BBC Radio 4's "Sunday" program has looked into the situation in the Ugandan Parliament with a bill promoting anti-gay measures and found more of the "deafening silence" within the Anglican Communion that has many asking for a voice of intercession or appeal.
We believe that the leaders of the Anglican church should speak out, especially to those who are frightened and threatened by this legislation in Uganda. This is a matter of justice and of compassion. We see this as legislation that violates Christ's command that we love our neighbors as ourself and his example to show compassion to vulnerable and marginalized people.

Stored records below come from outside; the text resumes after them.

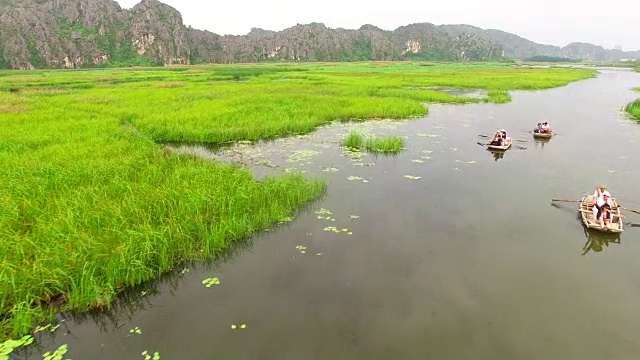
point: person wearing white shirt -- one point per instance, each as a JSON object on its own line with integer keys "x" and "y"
{"x": 601, "y": 203}
{"x": 600, "y": 191}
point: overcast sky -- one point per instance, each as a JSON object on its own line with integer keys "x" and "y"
{"x": 555, "y": 22}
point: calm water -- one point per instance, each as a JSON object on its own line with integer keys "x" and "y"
{"x": 471, "y": 261}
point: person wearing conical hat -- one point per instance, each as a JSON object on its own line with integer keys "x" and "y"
{"x": 601, "y": 190}
{"x": 602, "y": 200}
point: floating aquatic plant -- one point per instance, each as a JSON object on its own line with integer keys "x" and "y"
{"x": 8, "y": 346}
{"x": 302, "y": 155}
{"x": 147, "y": 355}
{"x": 57, "y": 354}
{"x": 211, "y": 281}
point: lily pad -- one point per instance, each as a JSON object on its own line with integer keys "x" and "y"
{"x": 56, "y": 355}
{"x": 211, "y": 281}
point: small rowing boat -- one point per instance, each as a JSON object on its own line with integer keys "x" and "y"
{"x": 545, "y": 135}
{"x": 586, "y": 212}
{"x": 500, "y": 147}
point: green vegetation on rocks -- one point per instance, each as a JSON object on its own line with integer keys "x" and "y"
{"x": 91, "y": 205}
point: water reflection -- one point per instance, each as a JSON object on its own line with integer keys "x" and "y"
{"x": 597, "y": 241}
{"x": 497, "y": 154}
{"x": 540, "y": 142}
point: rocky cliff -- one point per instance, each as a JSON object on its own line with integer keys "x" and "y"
{"x": 85, "y": 33}
{"x": 91, "y": 33}
{"x": 520, "y": 48}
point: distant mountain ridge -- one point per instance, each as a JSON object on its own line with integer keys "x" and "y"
{"x": 91, "y": 33}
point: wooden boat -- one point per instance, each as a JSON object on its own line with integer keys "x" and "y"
{"x": 543, "y": 135}
{"x": 586, "y": 212}
{"x": 500, "y": 147}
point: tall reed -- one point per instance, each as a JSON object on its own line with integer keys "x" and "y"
{"x": 91, "y": 205}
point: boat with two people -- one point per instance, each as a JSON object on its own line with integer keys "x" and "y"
{"x": 543, "y": 131}
{"x": 500, "y": 141}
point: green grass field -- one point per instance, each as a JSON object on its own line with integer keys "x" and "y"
{"x": 90, "y": 204}
{"x": 633, "y": 109}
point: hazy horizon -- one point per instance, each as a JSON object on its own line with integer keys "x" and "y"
{"x": 543, "y": 21}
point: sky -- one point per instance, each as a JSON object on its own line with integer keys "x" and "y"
{"x": 553, "y": 22}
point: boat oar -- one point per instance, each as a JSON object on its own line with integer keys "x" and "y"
{"x": 635, "y": 211}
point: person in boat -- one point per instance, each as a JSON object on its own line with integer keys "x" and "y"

(On Nov. 20th, the Consultation called for statements of condemnation from Rowan Williams, Katharine Jefferts Schori, President of the House of Deputies Dr. Bonnie Anderson, and Henry Luke Orombi [Primate of the Anglican Church of Uganda]. A specially called teleconference of members of Executive Council will tackle the issue Dec. 7th.)

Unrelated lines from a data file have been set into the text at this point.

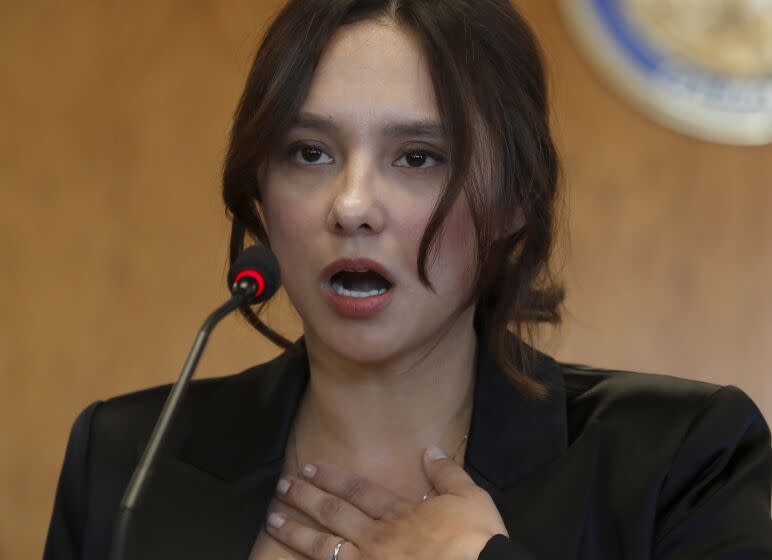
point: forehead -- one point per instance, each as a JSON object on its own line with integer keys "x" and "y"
{"x": 372, "y": 71}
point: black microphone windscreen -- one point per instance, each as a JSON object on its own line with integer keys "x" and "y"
{"x": 261, "y": 260}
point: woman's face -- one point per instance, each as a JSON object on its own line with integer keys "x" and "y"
{"x": 357, "y": 177}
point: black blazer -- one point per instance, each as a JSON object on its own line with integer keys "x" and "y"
{"x": 612, "y": 465}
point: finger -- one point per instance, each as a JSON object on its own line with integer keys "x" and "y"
{"x": 367, "y": 496}
{"x": 337, "y": 515}
{"x": 447, "y": 476}
{"x": 311, "y": 543}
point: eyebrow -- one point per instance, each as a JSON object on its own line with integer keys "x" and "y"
{"x": 393, "y": 129}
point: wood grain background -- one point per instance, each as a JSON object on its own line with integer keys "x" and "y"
{"x": 115, "y": 117}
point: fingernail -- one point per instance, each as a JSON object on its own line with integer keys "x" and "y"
{"x": 283, "y": 485}
{"x": 435, "y": 452}
{"x": 276, "y": 520}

That's where we stand stateside. In Britain,
... no such public opposition has emerged either, as 'Sunday' discovered when it approached senior bishops with close connections to the Ugandan church and asked, unsuccessfully, for comment. The most anyone would say was that quiet diplomacy was going on in the wings, and statements may emerge in due course.
Coward says he's had conversations with Lambeth, and although he's heard why Lambeth has issued no statement,
This is a terrible dereliction of duty by the Christian church.... I'm deeply disappointed. You cannot leave a void; you can't say nothing.
The portion of the show dealing with Uganda begins at 9:18 in and lasts for about seven minutes.